Il fractional manager è un manager di livello dirigenziale che mette la propria esperienza al servizio di più aziende contemporaneamente, dedicando a ciascuna una frazione del proprio tempo, con obiettivi definiti e responsabilità diretta sui risultati. Nella sostanza non è una professione nuova: è la versione part-time del temporary management, lo strumento con cui un’impresa affida la gestione di una funzione, o dell’intera azienda, a un manager esterno per un periodo definito. Capire cosa fa davvero, in cosa si distingue da consulenti e dirigenti e quando conviene è una decisione di governance prima ancora che di costo.
Cos’è un fractional manager
Un fractional manager è un dirigente senior che lavora per un’organizzazione per una quota predeterminata di giornate al mese, entrando nell’operatività anziché limitarsi a consigliare. Decide, guida persone e risponde di obiettivi misurabili. Opera in genere su tre o quattro clienti in parallelo, ciascuno con un mandato circoscritto. Il termine «fractional» descrive proprio questo: il tempo frazionato come modalità di ingaggio.
La distanza dalla consulenza non sta nel numero di clienti, che è simile, ma nella natura del mandato. Il consulente analizza e raccomanda; il fractional manager riceve deleghe operative e porta a casa il risultato.
Le competenze che lo definiscono
Un fractional manager efficace unisce profondità tecnica e capacità di inserirsi in fretta in contesti diversi:
- Esperienza comprovata nella funzione specifica, maturata in ruoli apicali in aziende strutturate o multinazionali.
- Capacità di tradurre metodologie e standard delle grandi organizzazioni nella realtà della PMI.
- Orientamento agli obiettivi e alle scadenze, non alla presenza.
- Adattabilità, intelligenza emotiva e capacità di costruire fiducia in poche settimane.
- Un network professionale, costruito negli anni, spesso prezioso quanto le competenze tecniche.
Fractional, temporary e interim: la stessa radice, modalità diverse
La professione nasce molto prima del termine «fractional». L’interim management compare nei Paesi Bassi nei primi anni Settanta, come risposta a mercati del lavoro rigidi: manager esperti chiamati a tempo per implementare decisioni, non per suggerirle.
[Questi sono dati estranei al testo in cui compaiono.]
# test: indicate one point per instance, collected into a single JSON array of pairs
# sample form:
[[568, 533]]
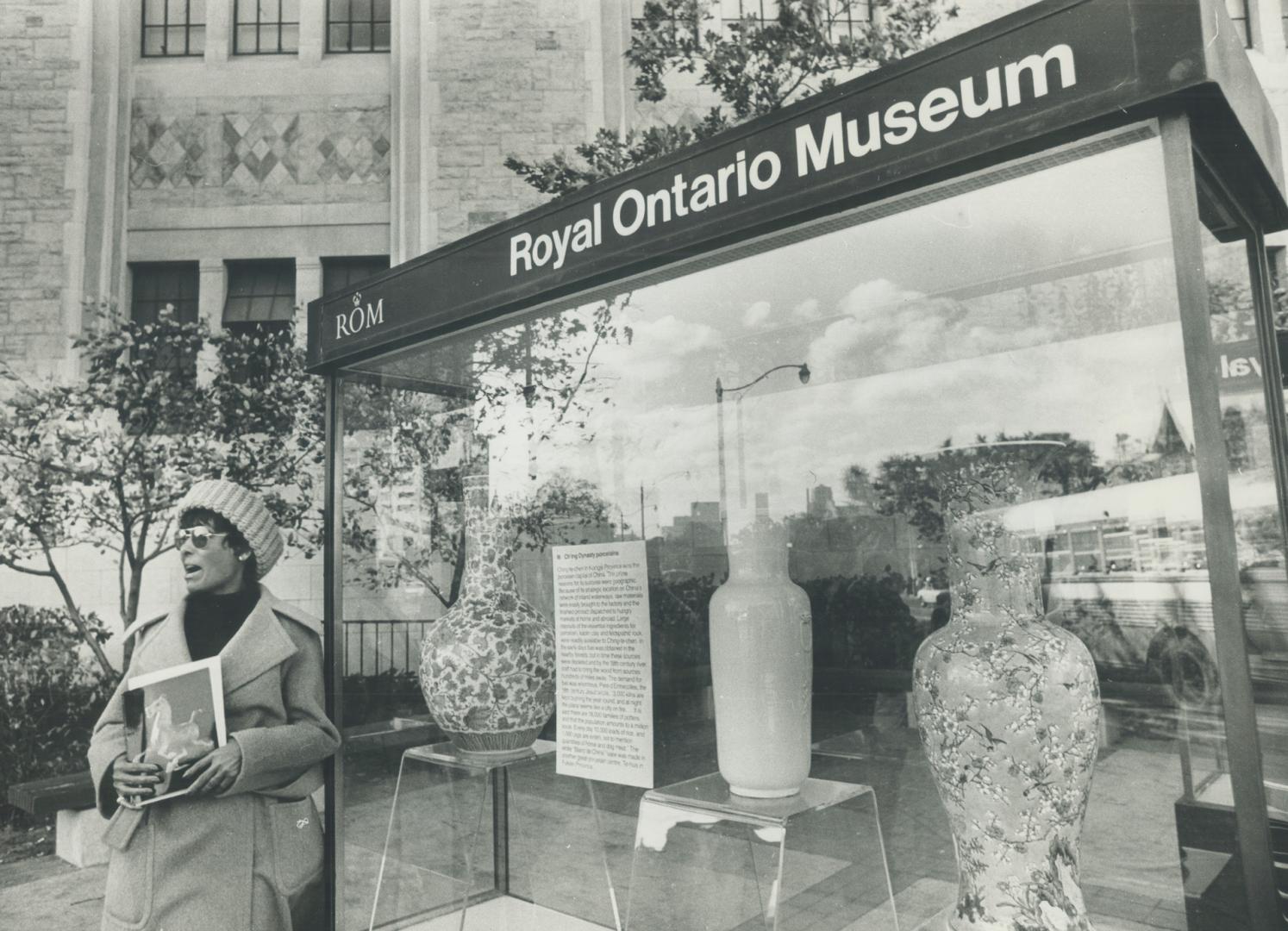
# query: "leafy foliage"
[[402, 483], [910, 484], [753, 67], [49, 698], [103, 461]]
Il modello britannico lo orienta poi verso crisi e ristrutturazioni. In Italia arriva alla fine degli anni Ottanta. La storia del temporary management ricostruisce questo percorso.
«Interim management» e «temporary management» indicano la stessa cosa: il primo è il termine anglosassone d’origine, il secondo quello affermatosi nell’Europa continentale. Il fractional management ne è la versione part-time, una modalità che il Temporary Manager part-time pratica da decenni.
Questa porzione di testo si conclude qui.